En el techo denso de ramas y hojas de la parra que cubre el corral zumban las avispas y aletean y pían los pájaros que esperan a que las uvas alcancen su primera sazón para empezar a picotearlas.

}Por Santiago y Santa Ana pintan las uvas.

Para la Virgen de agosto ya están maduras}.

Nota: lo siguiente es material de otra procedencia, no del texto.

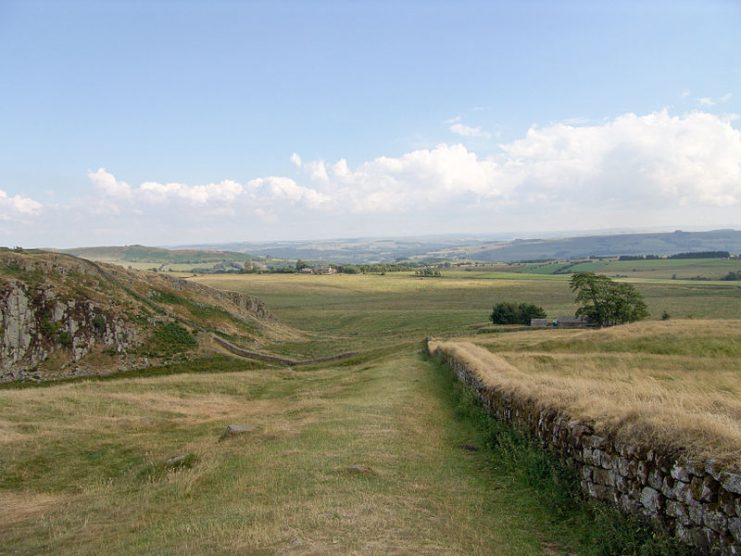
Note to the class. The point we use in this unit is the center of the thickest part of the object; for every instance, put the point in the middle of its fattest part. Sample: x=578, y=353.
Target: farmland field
x=364, y=456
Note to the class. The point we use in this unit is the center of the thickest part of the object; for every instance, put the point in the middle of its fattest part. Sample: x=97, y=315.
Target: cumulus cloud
x=459, y=128
x=630, y=170
x=224, y=193
x=710, y=101
x=17, y=206
x=653, y=160
x=645, y=161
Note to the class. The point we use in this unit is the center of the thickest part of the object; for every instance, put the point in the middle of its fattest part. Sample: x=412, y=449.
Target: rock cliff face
x=35, y=323
x=60, y=315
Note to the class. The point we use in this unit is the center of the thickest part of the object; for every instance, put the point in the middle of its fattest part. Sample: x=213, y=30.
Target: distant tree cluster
x=605, y=302
x=702, y=255
x=428, y=273
x=638, y=257
x=515, y=313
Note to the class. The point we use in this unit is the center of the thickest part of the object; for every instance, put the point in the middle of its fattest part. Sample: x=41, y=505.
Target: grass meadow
x=366, y=456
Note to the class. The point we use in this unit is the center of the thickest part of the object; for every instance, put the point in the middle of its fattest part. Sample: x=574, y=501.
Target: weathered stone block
x=651, y=499
x=678, y=511
x=621, y=483
x=655, y=479
x=680, y=473
x=715, y=520
x=626, y=467
x=692, y=536
x=586, y=473
x=642, y=472
x=713, y=468
x=734, y=526
x=731, y=482
x=695, y=511
x=596, y=441
x=726, y=502
x=701, y=490
x=600, y=492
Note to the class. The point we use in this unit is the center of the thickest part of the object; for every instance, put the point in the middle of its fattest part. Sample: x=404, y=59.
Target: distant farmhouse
x=561, y=322
x=318, y=270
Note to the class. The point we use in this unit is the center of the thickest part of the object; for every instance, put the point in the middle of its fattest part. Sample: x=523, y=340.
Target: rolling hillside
x=61, y=315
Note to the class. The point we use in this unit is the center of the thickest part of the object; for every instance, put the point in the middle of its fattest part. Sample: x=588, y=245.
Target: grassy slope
x=675, y=384
x=79, y=462
x=79, y=484
x=361, y=311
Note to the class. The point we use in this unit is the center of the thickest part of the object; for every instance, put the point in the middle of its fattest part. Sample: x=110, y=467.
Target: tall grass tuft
x=600, y=529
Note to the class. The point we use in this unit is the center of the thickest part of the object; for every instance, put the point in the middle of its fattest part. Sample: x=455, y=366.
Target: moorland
x=372, y=454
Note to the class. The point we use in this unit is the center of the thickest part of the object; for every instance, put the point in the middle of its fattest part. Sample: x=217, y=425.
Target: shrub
x=513, y=313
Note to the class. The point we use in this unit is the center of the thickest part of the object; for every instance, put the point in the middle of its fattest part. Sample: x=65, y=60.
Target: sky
x=175, y=122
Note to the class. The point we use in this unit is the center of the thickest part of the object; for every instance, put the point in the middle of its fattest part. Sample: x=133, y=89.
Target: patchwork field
x=365, y=456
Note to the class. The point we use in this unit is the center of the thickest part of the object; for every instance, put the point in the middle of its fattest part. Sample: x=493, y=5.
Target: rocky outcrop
x=36, y=322
x=696, y=501
x=62, y=316
x=242, y=302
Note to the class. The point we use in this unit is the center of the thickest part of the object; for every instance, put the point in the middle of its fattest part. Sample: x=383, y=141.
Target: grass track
x=78, y=485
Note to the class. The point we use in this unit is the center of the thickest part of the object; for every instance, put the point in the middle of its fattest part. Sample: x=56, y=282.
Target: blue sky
x=450, y=117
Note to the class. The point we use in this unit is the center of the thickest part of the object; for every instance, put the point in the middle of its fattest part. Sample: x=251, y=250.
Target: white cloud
x=109, y=185
x=457, y=127
x=644, y=162
x=17, y=206
x=633, y=170
x=710, y=101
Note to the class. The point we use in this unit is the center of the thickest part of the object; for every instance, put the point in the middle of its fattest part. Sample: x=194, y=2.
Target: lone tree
x=513, y=313
x=605, y=302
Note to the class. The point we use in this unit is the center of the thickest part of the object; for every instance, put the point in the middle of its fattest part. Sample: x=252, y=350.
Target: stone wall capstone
x=696, y=501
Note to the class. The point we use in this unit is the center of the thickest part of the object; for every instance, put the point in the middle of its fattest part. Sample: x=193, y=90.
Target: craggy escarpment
x=696, y=500
x=63, y=316
x=35, y=322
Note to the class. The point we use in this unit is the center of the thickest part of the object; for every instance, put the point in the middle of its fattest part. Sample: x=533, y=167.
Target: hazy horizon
x=193, y=123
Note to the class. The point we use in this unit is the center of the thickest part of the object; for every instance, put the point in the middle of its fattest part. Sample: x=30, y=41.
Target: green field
x=360, y=311
x=363, y=456
x=676, y=269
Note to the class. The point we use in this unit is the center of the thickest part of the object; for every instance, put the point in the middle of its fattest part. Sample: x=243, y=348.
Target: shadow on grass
x=216, y=364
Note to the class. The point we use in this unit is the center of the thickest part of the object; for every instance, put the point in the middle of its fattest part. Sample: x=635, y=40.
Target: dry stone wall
x=698, y=502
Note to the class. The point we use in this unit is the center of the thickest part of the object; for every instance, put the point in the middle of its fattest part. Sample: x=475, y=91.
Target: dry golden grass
x=627, y=380
x=74, y=460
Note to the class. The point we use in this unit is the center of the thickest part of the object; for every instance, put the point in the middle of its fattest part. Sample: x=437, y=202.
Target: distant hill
x=473, y=248
x=61, y=315
x=231, y=256
x=142, y=253
x=605, y=246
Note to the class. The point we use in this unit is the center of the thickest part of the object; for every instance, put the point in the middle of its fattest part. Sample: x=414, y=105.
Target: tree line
x=601, y=300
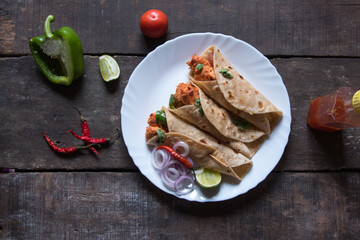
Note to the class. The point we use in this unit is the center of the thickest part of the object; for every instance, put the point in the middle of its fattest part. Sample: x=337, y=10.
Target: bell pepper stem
x=47, y=29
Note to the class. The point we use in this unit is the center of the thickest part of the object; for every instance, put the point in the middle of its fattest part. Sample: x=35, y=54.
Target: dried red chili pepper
x=94, y=140
x=85, y=129
x=63, y=150
x=177, y=156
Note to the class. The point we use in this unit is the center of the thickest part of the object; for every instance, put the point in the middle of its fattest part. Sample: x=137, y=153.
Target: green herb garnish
x=241, y=124
x=225, y=73
x=161, y=136
x=199, y=66
x=172, y=103
x=160, y=118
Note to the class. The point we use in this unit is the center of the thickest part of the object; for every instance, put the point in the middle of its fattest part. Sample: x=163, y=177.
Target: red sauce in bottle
x=334, y=111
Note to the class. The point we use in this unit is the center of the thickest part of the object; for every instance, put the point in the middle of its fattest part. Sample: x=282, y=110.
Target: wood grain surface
x=311, y=27
x=313, y=193
x=127, y=206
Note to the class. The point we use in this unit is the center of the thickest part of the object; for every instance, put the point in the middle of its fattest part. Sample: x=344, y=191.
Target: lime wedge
x=207, y=178
x=109, y=68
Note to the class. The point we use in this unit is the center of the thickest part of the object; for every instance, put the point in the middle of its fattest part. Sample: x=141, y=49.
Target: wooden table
x=313, y=193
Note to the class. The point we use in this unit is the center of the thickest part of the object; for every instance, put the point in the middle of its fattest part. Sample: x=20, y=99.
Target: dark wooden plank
x=128, y=206
x=311, y=27
x=31, y=104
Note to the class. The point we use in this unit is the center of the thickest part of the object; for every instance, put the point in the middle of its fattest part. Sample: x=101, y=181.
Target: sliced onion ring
x=184, y=184
x=181, y=146
x=178, y=166
x=160, y=158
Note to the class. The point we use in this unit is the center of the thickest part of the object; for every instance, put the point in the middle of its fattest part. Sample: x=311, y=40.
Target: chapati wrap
x=219, y=123
x=202, y=154
x=236, y=94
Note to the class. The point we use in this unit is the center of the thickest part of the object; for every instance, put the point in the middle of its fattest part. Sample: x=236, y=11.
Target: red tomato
x=153, y=23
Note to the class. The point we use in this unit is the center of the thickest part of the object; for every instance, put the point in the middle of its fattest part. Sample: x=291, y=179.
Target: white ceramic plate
x=157, y=76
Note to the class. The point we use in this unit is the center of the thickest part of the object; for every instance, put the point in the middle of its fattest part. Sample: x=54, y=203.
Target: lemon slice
x=109, y=68
x=207, y=178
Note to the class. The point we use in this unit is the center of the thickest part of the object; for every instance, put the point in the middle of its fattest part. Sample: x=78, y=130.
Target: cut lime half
x=207, y=178
x=109, y=68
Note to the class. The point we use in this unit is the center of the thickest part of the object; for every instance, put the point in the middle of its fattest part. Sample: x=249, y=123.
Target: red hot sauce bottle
x=335, y=111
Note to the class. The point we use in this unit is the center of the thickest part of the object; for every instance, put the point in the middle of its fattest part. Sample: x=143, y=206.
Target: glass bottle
x=336, y=111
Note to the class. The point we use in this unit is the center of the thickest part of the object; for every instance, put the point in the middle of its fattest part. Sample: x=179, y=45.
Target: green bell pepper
x=59, y=55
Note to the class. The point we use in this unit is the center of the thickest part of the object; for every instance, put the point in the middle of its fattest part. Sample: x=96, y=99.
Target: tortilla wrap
x=237, y=161
x=200, y=153
x=237, y=95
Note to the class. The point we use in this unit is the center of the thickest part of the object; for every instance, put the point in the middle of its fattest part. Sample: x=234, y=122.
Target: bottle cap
x=356, y=101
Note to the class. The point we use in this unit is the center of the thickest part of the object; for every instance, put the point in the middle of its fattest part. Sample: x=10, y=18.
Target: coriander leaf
x=172, y=103
x=160, y=117
x=197, y=102
x=225, y=73
x=241, y=124
x=201, y=111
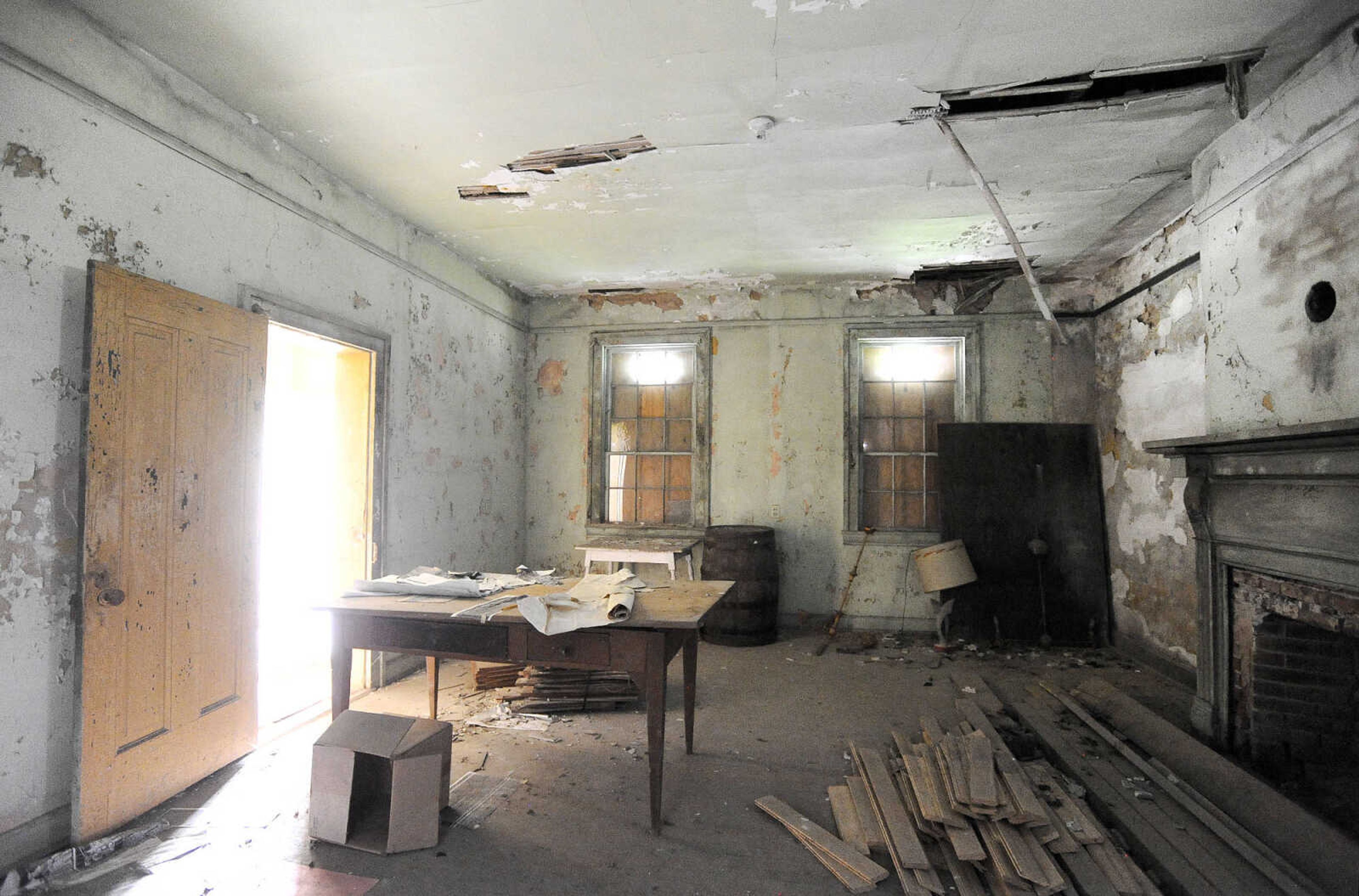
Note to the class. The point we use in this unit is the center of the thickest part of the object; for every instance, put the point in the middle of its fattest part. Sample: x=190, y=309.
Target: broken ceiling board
x=377, y=98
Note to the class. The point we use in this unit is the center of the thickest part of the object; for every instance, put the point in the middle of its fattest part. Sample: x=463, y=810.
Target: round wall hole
x=1321, y=301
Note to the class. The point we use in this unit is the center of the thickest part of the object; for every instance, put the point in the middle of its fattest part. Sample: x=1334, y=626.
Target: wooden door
x=1002, y=484
x=169, y=584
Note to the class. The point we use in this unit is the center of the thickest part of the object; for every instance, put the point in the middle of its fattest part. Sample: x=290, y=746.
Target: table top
x=679, y=604
x=652, y=546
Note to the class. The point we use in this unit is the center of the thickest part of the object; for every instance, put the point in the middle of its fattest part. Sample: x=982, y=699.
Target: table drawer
x=584, y=648
x=423, y=637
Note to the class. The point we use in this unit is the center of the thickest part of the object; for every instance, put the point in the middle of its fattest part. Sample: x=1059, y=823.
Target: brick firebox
x=1275, y=515
x=1294, y=672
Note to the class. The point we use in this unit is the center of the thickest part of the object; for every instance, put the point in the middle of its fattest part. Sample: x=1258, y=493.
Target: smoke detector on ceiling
x=762, y=124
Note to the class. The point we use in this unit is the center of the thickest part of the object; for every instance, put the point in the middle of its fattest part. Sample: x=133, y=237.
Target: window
x=650, y=442
x=901, y=388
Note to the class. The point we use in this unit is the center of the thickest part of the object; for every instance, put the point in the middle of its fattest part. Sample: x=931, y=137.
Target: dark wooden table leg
x=655, y=720
x=691, y=673
x=342, y=667
x=433, y=676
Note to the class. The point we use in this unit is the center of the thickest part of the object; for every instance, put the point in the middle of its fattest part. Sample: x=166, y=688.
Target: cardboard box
x=380, y=781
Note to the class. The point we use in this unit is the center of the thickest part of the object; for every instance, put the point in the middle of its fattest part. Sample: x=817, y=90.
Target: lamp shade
x=944, y=566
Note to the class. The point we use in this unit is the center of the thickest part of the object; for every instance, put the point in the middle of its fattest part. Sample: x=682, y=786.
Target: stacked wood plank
x=851, y=868
x=548, y=690
x=956, y=812
x=495, y=675
x=1188, y=845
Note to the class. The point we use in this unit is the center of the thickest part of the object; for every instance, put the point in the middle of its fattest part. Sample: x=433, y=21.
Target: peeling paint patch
x=25, y=162
x=666, y=301
x=551, y=376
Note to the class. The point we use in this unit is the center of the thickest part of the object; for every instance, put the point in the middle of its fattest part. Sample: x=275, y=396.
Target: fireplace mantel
x=1282, y=501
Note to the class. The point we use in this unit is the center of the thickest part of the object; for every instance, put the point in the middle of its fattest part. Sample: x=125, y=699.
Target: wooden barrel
x=749, y=614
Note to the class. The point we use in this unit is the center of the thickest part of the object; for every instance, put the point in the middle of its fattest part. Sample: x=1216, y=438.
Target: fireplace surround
x=1275, y=516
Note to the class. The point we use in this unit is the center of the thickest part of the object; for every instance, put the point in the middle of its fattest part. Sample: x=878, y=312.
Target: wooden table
x=621, y=550
x=665, y=622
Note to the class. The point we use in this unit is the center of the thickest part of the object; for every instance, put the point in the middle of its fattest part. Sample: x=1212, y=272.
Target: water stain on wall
x=24, y=162
x=666, y=301
x=551, y=376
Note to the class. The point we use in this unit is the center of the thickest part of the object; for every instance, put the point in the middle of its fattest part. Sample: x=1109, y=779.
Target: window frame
x=967, y=410
x=601, y=347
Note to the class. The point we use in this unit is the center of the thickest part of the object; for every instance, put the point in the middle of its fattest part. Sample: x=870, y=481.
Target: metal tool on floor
x=844, y=595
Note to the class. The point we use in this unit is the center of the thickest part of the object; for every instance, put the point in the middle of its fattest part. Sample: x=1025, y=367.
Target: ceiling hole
x=1321, y=301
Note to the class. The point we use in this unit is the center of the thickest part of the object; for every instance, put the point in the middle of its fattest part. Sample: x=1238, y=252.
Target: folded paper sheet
x=429, y=581
x=596, y=600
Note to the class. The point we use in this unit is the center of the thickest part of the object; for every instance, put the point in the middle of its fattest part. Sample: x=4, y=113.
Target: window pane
x=652, y=436
x=911, y=436
x=623, y=505
x=653, y=402
x=679, y=402
x=623, y=436
x=910, y=510
x=877, y=436
x=652, y=505
x=877, y=510
x=619, y=366
x=876, y=366
x=679, y=509
x=624, y=402
x=677, y=472
x=877, y=472
x=910, y=474
x=910, y=400
x=877, y=400
x=623, y=471
x=652, y=471
x=940, y=402
x=680, y=436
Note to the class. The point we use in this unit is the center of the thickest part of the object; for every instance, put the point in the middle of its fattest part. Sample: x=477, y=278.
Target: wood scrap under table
x=954, y=811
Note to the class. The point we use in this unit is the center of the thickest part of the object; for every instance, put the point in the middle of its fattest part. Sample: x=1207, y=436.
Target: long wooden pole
x=1005, y=225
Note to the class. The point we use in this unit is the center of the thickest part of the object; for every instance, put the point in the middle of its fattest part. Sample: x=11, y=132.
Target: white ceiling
x=408, y=100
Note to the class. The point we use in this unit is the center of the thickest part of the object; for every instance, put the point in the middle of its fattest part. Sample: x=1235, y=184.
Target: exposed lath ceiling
x=409, y=100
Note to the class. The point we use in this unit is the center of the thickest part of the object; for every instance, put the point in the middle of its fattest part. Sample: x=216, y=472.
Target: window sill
x=641, y=531
x=903, y=538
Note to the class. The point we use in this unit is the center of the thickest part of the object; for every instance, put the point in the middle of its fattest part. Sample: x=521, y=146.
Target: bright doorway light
x=316, y=510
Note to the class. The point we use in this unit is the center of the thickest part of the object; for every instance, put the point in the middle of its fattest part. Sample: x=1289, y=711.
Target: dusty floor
x=770, y=721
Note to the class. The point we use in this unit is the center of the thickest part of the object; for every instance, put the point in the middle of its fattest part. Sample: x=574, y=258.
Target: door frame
x=301, y=317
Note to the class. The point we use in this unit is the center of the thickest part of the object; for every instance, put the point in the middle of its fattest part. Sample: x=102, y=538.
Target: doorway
x=320, y=521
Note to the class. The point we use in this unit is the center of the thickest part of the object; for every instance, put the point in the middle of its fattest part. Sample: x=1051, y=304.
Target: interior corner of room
x=988, y=343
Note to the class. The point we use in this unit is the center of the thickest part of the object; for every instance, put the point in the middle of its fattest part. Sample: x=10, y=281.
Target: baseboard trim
x=36, y=839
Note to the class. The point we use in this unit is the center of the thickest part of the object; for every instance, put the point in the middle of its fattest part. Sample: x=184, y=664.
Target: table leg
x=691, y=670
x=655, y=720
x=433, y=678
x=342, y=667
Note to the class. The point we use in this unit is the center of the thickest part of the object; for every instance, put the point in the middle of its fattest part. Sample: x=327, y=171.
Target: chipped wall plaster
x=1150, y=383
x=778, y=422
x=86, y=185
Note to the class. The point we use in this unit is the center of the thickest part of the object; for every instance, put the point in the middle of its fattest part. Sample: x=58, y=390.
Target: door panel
x=169, y=593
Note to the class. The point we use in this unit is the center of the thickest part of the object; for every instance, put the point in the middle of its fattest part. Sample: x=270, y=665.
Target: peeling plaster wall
x=1268, y=365
x=76, y=183
x=779, y=417
x=1225, y=346
x=1150, y=355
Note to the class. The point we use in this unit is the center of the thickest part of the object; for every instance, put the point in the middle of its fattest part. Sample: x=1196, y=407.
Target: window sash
x=893, y=483
x=658, y=491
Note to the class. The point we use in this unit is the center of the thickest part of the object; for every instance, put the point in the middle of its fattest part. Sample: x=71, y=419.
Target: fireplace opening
x=1296, y=690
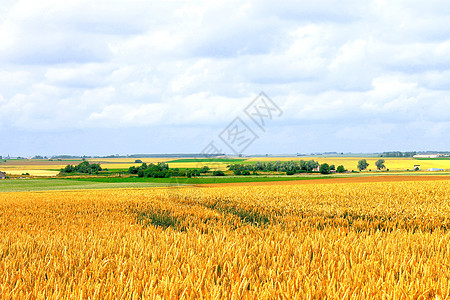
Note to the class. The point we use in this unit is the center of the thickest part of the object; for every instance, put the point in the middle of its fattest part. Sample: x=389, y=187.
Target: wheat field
x=385, y=240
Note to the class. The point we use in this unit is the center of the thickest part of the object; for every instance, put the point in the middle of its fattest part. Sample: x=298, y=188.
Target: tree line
x=162, y=170
x=290, y=167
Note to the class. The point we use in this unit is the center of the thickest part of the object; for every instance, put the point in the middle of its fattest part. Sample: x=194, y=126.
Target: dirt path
x=336, y=180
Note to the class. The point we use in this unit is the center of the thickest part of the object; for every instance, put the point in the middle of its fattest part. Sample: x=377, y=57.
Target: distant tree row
x=363, y=164
x=84, y=167
x=162, y=170
x=290, y=167
x=398, y=154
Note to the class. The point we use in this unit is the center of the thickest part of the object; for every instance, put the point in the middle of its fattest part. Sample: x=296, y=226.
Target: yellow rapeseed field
x=342, y=241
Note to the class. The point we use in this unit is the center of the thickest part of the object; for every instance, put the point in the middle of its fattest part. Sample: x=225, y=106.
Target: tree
x=380, y=164
x=362, y=164
x=324, y=168
x=340, y=169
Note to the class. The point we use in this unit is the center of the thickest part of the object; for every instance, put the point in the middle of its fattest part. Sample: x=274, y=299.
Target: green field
x=206, y=160
x=27, y=185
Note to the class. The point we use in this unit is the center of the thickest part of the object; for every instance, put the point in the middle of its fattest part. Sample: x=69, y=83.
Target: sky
x=123, y=77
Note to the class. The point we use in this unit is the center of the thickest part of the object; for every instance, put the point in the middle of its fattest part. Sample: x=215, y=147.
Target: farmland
x=45, y=168
x=337, y=240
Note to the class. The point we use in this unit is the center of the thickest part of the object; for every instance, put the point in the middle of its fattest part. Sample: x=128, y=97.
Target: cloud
x=78, y=65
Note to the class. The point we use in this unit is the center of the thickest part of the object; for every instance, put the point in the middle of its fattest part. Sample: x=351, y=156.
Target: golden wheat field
x=384, y=240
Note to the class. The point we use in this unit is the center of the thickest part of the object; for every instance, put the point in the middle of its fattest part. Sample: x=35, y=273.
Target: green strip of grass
x=28, y=185
x=198, y=180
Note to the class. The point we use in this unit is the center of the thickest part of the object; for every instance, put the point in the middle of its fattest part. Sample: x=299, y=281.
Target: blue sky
x=106, y=77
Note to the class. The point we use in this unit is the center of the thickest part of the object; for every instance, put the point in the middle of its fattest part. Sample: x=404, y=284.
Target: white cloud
x=69, y=65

Cada día del año tiene el nombre de un santo. Casi cada tarea, cada estación, cada cosecha, traen consigo sus refranes, sus coplas o frases hechas de una sabiduría heredada y machacona que yo también me he aprendido de memoria de tanto escucharlas. De la vida y del trabajo ellos no esperan novedad, sino repetición, porque el tiempo en el que viven no es una flecha lanzada en línea recta hacia el porvenir, sino un ciclo que se repite con la pesada lentitud con que gira la muela cónica de piedra de un molino de aceite, al ritmo demorado y previsible con que se suceden las estaciones, los trabajos del campo, los períodos de la siembra y de la cosecha. Lo que a mí me aburre, me impacienta, me exaspera, a ellos les depara una serenidad apacible que seguramente hace más llevadero el agotamiento del trabajo y el fruto mezquino e inseguro de cualquier esfuerzo. La siega y la trilla de los cereales en los días ardientes del verano, la vendimia en septiembre, la siembra del trigo y de la cebada a principios del otoño, la matanza del cerdo en noviembre, después de los días de Todos los Santos y de los Difuntos, la recogida de la aceituna a lo largo del invierno, las hortalizas más sabrosas y el cuidado de los olivares en la primavera, cuando aparecen por primera vez las habas tiernas en el interior de sus vainas aterciopeladas y las flores amarillas en los olivos como un anticipo de la futura cosecha. Y siempre los augurios, el canto de un cierto pájaro o una zona de claridad en el cielo del amanecer que anuncian la lluvia, los augurios y el miedo a que no llueva a tiempo después de la siembra y las semillas se mueran en la tierra, o a que llueva demasiado al final de la primavera y se pudran las espigas sin madurar, a que una helada tardía en febrero fulmine en una sola noche los almendros en flor. Todo inseguro, sometido a las hostilidades del azar y del mal tiempo, tan incierto siempre que no es prudente confiar por completo en nada, porque una helada en invierno o una tormenta de granizo en verano pueden desbaratar la esperanza de la mejor cosecha, y porque una bendición fácilmente se puede convertir en desgracia: la lluvia ansiada que viene en forma de inundación destructiva, la cosecha tan abundante que deja exhaustos para varios años los olivos o la tierra de siembra y que además hace que se hundan los precios.